I awoke this morning to two texts from close friends. The first was terse and direct: “Chris Cornell has died.” The second:

“Just heard about Chris Cornell. Sad day for the music world. I’m in Detroit on my way to Florida. It’s all over the news here. Soundgarden played here last night. I doubt he killed himself.”

The first friend had accompanied me to Cornell’s stunning July 2016 concert at The Hult here in Eugene. We both agreed it was a remarkable show; it was even better than a solid 2013 show at a smaller venue just five minutes from my house. We marveled at Cornell’s range, presence, lyrics, musicianship.

Now we are both stunned by his sudden death in a Detroit hotel, not long after a Soundgarden concert that reportedly concluded with Led Zep’s “In My Time of Dying”—a staple in recent solo shows by Cornell.

There are reports that the death may have been a suicide. If so, that would be even more shocking. There had been ups and downs, but Cornell had avoided the deep dives into oblivion that eventually swallowed up Kurt Cobain, Andrew Wood, and Layne Staley. And had, over the past two decades, thrived both personally and professionally.

Cornell was a drug user in his early teens, then drank heavily (and apparently used drugs on occasion) during the heyday of Soundgarden in the 1990s. He hit bottom in the late ’90s as the band broke up and then his first marriage unraveled. Even then, however, he produced his (arguably) finest solo album “Euphoria Morning” (later updated to “Euphoria Mourning”), which demonstrated that he was not just about grunge, but could dip into gospel, blues, and folk.

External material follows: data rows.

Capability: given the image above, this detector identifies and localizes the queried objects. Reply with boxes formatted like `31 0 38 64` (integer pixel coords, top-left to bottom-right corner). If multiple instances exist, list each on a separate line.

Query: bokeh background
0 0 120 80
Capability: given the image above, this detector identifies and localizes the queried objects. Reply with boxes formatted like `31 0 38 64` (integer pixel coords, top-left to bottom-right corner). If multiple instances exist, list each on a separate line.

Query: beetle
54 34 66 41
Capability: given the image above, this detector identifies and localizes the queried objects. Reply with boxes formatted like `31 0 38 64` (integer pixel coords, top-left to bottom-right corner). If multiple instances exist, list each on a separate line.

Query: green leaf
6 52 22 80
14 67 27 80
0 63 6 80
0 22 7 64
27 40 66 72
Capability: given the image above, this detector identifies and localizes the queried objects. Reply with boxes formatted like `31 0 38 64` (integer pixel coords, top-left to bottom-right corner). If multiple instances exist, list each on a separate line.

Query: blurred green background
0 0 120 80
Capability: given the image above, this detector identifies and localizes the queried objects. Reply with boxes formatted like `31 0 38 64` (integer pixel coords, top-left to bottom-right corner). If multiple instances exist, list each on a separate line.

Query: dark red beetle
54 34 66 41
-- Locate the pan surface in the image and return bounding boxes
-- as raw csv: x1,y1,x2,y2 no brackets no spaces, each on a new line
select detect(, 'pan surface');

After a stint in rehab, he joined up with three members of Rage Against the Machine to form Audioslave, one of the finest supergroups in recent memory, producing three studio albums of muscular, confident rock that further demonstrated Cornell’s prowess as a songwriter. Several songs for movie soundtracks followed, including “You Know My Name”, the theme song to the 2006 James Bond film, Casino Royale. And Soundgarden’s 2012 “King Animal” was a solid, often brilliant, return for the legendary band.

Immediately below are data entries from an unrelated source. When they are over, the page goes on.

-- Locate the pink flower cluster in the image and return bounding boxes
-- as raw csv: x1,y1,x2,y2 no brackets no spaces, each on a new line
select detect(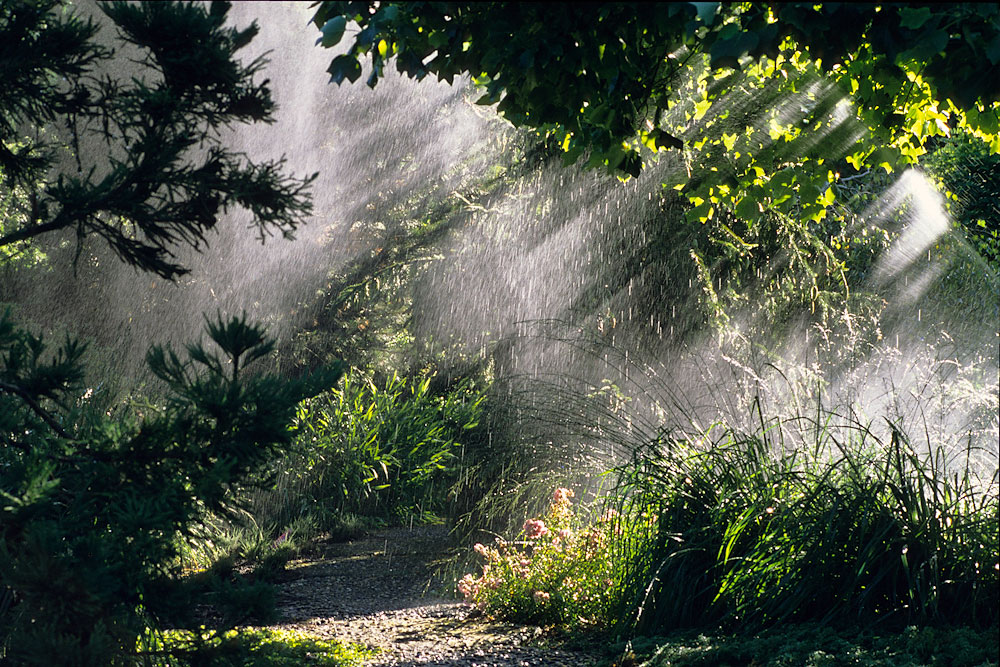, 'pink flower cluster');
458,574,480,602
522,519,549,540
552,486,576,505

Since the early 2000s, Cornell’s personal life appears to have been thriving. He married Vicky Karayiannis in March 2004, and by all accounts was a devoted husband and father. His most recent solo album “Higher Truth” was well received, revealing a mature and confident artist who was still trying new things as a songwriter and musician. In interviews, Cornell was thoughtful and funny; he seemed to embrace his fame without taking himself too seriously, which is not an easy thing to accomplish amid the fame and challenges of being a musician.

Again, I’m simply stunned. My God grant Chris Cornell peace and provide solace to his family during this most difficult time.